Not near as exciting as The Three Musketeers and not near as entertaining as The Three Amigos, but there are three kettlebell cleans.
But, first, allow me to digress.
“Form ever follows function.”—Louis Sullivan
Or, said another way, the design of something comes before the use of it.
“Form follows function—that has been misunderstood. Form and function should be one….”—Frank Lloyd Wright
Or, the design and use of something should be intertwined.
Yes, really. The idea that a form (in our case the kettlebell clean) determines or is intertwined with the why or use of something is important in understanding the three cleans.
The three cleans are:
- The kettlebell clean as a standalone exercise
- The kettlebell clean as part of a kettlebell clean and press
- The kettlebell clean as part of a kettlebell front squat
Why are architecture, form, and function important?
The type of kettlebell clean (form) sets the structure for the goal exercise (function).
1. The Kettlebell Clean as a Standalone Exercise
The kettlebell clean is a powerful exercise for either power or conditioning. In the original Russian Kettlebell Challenge book, Pavel wrote about a study where a set of 10 kettlebell cleans with double 32kg bells left experienced lifters’ heart rates elevated for quite some time.

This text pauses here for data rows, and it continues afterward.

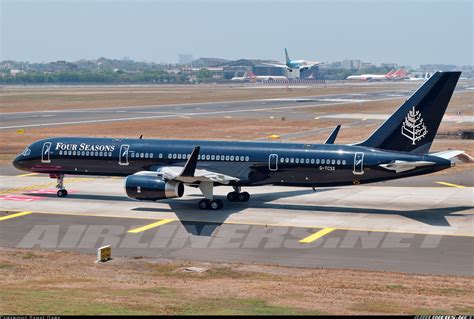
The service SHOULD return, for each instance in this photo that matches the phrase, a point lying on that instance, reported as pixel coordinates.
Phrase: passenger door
(273, 162)
(123, 155)
(358, 163)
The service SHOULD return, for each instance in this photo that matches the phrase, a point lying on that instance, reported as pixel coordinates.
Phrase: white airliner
(425, 77)
(249, 76)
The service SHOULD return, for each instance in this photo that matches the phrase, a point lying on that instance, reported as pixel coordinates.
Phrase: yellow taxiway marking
(317, 235)
(149, 226)
(14, 215)
(452, 185)
(29, 174)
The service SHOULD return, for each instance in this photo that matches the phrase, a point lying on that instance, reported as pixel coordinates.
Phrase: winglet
(190, 167)
(333, 135)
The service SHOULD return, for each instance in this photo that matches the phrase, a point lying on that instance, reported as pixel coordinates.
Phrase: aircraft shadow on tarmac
(203, 223)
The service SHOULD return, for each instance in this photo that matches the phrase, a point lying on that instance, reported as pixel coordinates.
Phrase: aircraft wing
(402, 166)
(276, 65)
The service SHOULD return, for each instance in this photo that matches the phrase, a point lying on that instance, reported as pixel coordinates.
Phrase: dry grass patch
(74, 284)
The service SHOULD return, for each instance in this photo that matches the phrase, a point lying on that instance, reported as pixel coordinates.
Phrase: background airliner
(160, 169)
(291, 65)
(249, 76)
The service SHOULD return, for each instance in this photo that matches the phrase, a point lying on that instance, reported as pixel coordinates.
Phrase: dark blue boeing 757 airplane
(159, 169)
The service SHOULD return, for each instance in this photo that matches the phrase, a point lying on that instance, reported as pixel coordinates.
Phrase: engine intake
(152, 188)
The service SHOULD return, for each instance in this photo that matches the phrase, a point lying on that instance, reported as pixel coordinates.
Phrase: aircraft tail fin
(287, 56)
(413, 126)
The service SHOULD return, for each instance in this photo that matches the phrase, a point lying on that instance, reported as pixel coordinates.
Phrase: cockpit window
(26, 152)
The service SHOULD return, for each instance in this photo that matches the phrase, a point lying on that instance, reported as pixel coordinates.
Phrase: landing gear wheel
(232, 196)
(62, 193)
(244, 197)
(204, 204)
(216, 204)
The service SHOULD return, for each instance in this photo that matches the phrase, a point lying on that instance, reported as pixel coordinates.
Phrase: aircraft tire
(243, 197)
(61, 193)
(232, 196)
(216, 204)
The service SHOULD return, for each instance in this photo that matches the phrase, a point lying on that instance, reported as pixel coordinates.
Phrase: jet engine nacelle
(144, 187)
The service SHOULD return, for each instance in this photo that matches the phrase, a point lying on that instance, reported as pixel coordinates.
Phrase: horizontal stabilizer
(332, 138)
(454, 156)
(402, 166)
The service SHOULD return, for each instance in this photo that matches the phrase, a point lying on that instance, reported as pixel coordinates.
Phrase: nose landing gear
(62, 192)
(237, 196)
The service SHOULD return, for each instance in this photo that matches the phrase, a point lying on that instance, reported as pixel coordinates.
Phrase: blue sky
(405, 32)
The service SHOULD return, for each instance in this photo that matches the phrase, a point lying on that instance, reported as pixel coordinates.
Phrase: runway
(416, 225)
(427, 229)
(262, 108)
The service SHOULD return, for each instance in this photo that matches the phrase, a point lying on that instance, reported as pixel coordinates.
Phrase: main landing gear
(62, 192)
(210, 203)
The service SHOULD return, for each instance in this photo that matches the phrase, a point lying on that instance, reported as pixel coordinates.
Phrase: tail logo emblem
(414, 127)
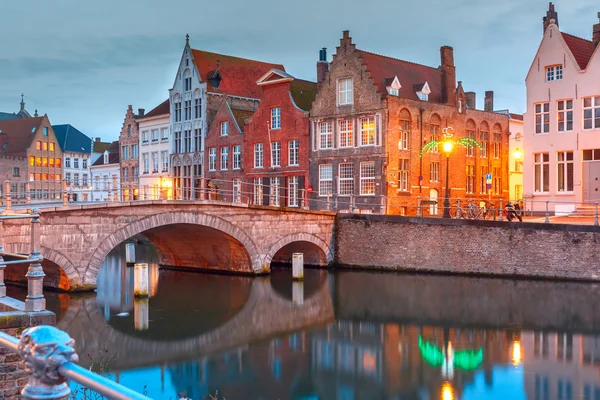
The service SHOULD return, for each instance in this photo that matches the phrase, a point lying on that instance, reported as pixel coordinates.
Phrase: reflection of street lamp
(448, 146)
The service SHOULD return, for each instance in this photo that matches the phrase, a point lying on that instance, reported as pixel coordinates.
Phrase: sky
(84, 62)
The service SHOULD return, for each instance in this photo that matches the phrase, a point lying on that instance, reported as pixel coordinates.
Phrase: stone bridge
(226, 237)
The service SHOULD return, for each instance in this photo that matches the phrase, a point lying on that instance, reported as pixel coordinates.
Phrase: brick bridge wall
(226, 237)
(468, 247)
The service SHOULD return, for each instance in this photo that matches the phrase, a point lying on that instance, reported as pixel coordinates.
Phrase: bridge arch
(323, 256)
(169, 219)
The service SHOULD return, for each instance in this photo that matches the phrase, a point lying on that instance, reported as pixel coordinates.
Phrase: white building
(105, 172)
(77, 160)
(155, 180)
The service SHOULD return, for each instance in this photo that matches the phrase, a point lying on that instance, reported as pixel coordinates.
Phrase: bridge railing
(50, 361)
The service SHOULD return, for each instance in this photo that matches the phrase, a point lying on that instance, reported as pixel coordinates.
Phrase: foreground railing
(50, 361)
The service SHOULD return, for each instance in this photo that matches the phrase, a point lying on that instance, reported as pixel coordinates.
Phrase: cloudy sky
(83, 62)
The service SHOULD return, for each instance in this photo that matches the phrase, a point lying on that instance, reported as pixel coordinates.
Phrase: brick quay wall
(554, 251)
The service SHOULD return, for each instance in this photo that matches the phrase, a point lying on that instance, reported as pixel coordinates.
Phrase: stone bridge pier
(205, 235)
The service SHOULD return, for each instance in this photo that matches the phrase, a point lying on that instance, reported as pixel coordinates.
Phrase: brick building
(129, 154)
(276, 142)
(30, 154)
(370, 119)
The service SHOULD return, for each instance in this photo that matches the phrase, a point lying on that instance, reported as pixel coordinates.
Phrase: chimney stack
(448, 75)
(471, 99)
(488, 104)
(596, 34)
(322, 65)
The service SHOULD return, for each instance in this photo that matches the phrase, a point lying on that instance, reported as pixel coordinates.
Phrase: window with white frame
(345, 95)
(275, 189)
(325, 179)
(541, 172)
(237, 157)
(224, 128)
(258, 155)
(565, 115)
(565, 167)
(276, 154)
(434, 172)
(591, 112)
(275, 118)
(346, 179)
(294, 153)
(367, 131)
(403, 174)
(367, 178)
(224, 158)
(346, 133)
(542, 118)
(293, 194)
(212, 159)
(553, 73)
(258, 192)
(325, 135)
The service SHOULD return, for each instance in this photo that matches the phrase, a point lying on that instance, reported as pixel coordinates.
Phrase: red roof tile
(161, 109)
(582, 49)
(239, 75)
(383, 69)
(18, 135)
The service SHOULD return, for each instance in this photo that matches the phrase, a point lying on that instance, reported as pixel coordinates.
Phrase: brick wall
(468, 247)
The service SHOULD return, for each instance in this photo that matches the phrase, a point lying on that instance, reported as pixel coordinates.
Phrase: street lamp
(448, 133)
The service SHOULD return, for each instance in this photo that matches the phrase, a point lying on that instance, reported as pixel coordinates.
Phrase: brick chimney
(448, 75)
(550, 14)
(322, 65)
(471, 98)
(488, 103)
(596, 34)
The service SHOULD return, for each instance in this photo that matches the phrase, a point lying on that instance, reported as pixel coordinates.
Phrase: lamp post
(448, 132)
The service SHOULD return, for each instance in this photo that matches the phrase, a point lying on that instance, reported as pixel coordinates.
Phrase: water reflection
(388, 337)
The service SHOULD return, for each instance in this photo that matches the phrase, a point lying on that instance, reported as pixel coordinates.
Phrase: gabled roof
(71, 139)
(113, 155)
(16, 135)
(582, 49)
(238, 75)
(303, 93)
(408, 73)
(161, 109)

The kettlebell clean teaches you how to tame the arc of the kettlebell and direct your energy in an efficient manner to a strong rack position. This strong rack position is achieved while directing the energy of the movement into the ground so there is no impact to you while performing the clean.
It can be performed as a “dead clean,” where the kettlebell is brought to the rack straight from the ground without a pre-swing. It can be performed as a “hang clean,” where the kettlebell is brought to the rack from a hanging position. It can also be performed for continuous repetitions or as part of a complex.
2. The Kettlebell Clean and Press
As part of the kettlebell clean and press, the clean is used to set up the press. In this case, the finish/rack position should facilitate the loading of tension in the body and the lats for the press, and the form/structure of the rack position should facilitate the press by establishing the vertical column of the body for the press. That includes the vertical forearm in the rack position.
The form follows the function. The rack position of the clean facilitates the press.
3. The Kettlebell Front Squat
As part of the kettlebell front squat, the clean is used to set up the front squat. In this case, the rack position allows for the centering of the center of mass of the kettlebells and the body. It is a tighter rack position where the upper arms may even fold toward the midline, to the point of sometime interlacing the fingers. (Women should use caution in this case to avoid too much pressure or impact on the chest.)
The form follows the function. The rack position facilitates the squat.
Watch this video to see all the cleans in action:
Conclusion on the 3 Cleans
So, while the hip action and mechanics of the kettlebell clean are the same, it is the rack position that directs us to the function or use of the clean. During the kettlebell clean and press, the rack position sets up a strong press. During the front squat, the rack position sets up the squat (though keep in mind you may need to adjust your stance between your clean and your squat). During repetition kettlebell cleans, the taming of the arc and direction of energy are the focus.
Three cleans where the form follows the function.
P.S. Okay, yes, there are four cleans, but that didn’t fit my Three Amigos reference.